You can minimize these problems by doing any of the following:
- Contact your third-party cloud provider to see if there is a way to reduce metric collection latency.
- Use longer duration windows in your conditions. This has the disadvantage of making your alerting policies less responsive.
Choose metrics that have a lower collection delay:
- Monitoring agent metrics, especially when the agent is running on VM instances in third-party clouds.
- Custom metrics, when you write their data directly to Stackdriver Monitoring.
- Logs-based metrics, if logs collection is not delayed.
Notifications per incident
The number of notifications sent per incident varies with the conditions in the policy.
If a policy contains only one condition, then only one notification is sent when the incident initially opens, even if subsequent measurements continue to meet the condition.
If a policy contains multiple conditions, it may send multiple notifications depending on how you set up the policy:
If a policy triggers only when all conditions are met, then the policy sends a notification only when the incident initially opens.
If a policy triggers when any condition is met, then the policy sends a notification each time a new combination of conditions is met.
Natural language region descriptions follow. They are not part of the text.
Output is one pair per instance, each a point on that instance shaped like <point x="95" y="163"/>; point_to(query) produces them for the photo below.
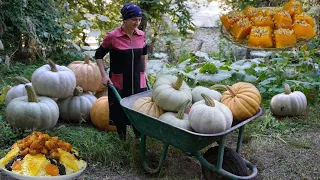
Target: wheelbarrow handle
<point x="116" y="92"/>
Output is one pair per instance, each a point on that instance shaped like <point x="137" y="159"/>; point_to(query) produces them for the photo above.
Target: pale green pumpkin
<point x="76" y="108"/>
<point x="53" y="81"/>
<point x="179" y="119"/>
<point x="210" y="116"/>
<point x="32" y="112"/>
<point x="170" y="92"/>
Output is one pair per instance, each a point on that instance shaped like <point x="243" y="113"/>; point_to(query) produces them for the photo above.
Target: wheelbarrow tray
<point x="187" y="141"/>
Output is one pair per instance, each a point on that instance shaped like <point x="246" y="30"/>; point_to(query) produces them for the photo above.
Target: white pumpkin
<point x="32" y="112"/>
<point x="76" y="108"/>
<point x="53" y="81"/>
<point x="18" y="90"/>
<point x="210" y="116"/>
<point x="288" y="103"/>
<point x="179" y="119"/>
<point x="197" y="91"/>
<point x="170" y="92"/>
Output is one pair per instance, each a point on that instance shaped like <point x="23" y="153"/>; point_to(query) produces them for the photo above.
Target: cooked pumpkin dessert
<point x="39" y="154"/>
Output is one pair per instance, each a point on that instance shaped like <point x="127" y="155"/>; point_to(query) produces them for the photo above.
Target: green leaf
<point x="209" y="68"/>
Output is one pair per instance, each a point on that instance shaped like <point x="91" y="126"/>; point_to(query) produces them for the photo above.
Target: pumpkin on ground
<point x="100" y="114"/>
<point x="32" y="112"/>
<point x="53" y="81"/>
<point x="288" y="103"/>
<point x="146" y="105"/>
<point x="197" y="91"/>
<point x="76" y="108"/>
<point x="179" y="119"/>
<point x="243" y="99"/>
<point x="18" y="90"/>
<point x="87" y="74"/>
<point x="210" y="116"/>
<point x="170" y="92"/>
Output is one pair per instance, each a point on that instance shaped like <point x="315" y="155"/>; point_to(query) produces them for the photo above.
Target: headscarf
<point x="130" y="11"/>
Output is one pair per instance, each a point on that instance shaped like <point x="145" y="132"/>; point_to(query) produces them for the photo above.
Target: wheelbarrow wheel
<point x="232" y="162"/>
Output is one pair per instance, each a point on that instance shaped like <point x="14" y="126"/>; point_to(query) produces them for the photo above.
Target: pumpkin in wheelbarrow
<point x="99" y="114"/>
<point x="243" y="99"/>
<point x="288" y="103"/>
<point x="209" y="116"/>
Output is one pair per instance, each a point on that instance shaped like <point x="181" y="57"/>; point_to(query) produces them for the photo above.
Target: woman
<point x="128" y="61"/>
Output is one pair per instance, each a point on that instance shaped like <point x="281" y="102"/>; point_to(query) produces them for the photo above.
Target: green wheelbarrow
<point x="218" y="162"/>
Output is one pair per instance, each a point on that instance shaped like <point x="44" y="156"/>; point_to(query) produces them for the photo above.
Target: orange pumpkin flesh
<point x="243" y="99"/>
<point x="99" y="114"/>
<point x="260" y="37"/>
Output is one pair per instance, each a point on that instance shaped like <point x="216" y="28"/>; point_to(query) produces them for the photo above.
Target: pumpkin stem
<point x="179" y="82"/>
<point x="208" y="100"/>
<point x="86" y="59"/>
<point x="229" y="88"/>
<point x="218" y="87"/>
<point x="52" y="66"/>
<point x="21" y="80"/>
<point x="32" y="97"/>
<point x="182" y="109"/>
<point x="77" y="91"/>
<point x="287" y="89"/>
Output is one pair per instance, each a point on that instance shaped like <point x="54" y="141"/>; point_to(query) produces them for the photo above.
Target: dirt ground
<point x="297" y="157"/>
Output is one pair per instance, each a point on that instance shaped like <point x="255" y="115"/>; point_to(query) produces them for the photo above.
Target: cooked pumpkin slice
<point x="34" y="163"/>
<point x="303" y="30"/>
<point x="68" y="159"/>
<point x="10" y="155"/>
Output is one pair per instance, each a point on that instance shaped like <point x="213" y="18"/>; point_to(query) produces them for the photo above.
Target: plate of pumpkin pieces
<point x="39" y="156"/>
<point x="270" y="28"/>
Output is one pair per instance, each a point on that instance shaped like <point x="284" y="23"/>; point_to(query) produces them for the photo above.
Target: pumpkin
<point x="18" y="90"/>
<point x="179" y="119"/>
<point x="282" y="19"/>
<point x="229" y="19"/>
<point x="241" y="29"/>
<point x="87" y="74"/>
<point x="76" y="108"/>
<point x="197" y="91"/>
<point x="170" y="92"/>
<point x="99" y="114"/>
<point x="210" y="116"/>
<point x="146" y="105"/>
<point x="32" y="112"/>
<point x="303" y="30"/>
<point x="262" y="21"/>
<point x="53" y="81"/>
<point x="284" y="38"/>
<point x="243" y="99"/>
<point x="288" y="103"/>
<point x="251" y="11"/>
<point x="260" y="37"/>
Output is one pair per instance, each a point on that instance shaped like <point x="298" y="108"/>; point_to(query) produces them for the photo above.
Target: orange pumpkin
<point x="99" y="114"/>
<point x="229" y="19"/>
<point x="303" y="30"/>
<point x="284" y="38"/>
<point x="87" y="74"/>
<point x="243" y="99"/>
<point x="282" y="19"/>
<point x="241" y="29"/>
<point x="260" y="37"/>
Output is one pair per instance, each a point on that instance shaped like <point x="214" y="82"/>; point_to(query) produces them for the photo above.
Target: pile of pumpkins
<point x="73" y="94"/>
<point x="211" y="112"/>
For example:
- ConditionA is met, and an incident opens and a notification is sent
- The incident is still open when a subsequent measurement meets both ConditionA and ConditionB. In this case, the incident remains open and another notification is sent.
Notification latency is the delay from the time a problem first starts until the time a policy is triggered.
The following events and settings contribute to the overall notification latency:
Metric collection delay: The time Stackdriver Monitoring needs to collect metric values. For GCP values, this is typically negligible. For AWS CloudWatch metrics, this can be several minutes. For uptime checks, this can be an average of 4 minutes, up to a maximum of 5 minutes and 30 seconds (from the end of the duration window).
Duration window: The window configured for the condition. Note that conditions are only met if a condition is true throughout the duration window. For example, if you specify a five-minute window, the notification will be delayed at least five minutes from when the event first occurs.
Time for notification to arrive: Notification channels such as email and SMS themselves may experience network or other latencies (unrelated to what's being delivered), sometimes approaching minutes. On some channels—such as SMS and Slack—there is no guarantee that the messages will ever be delivered.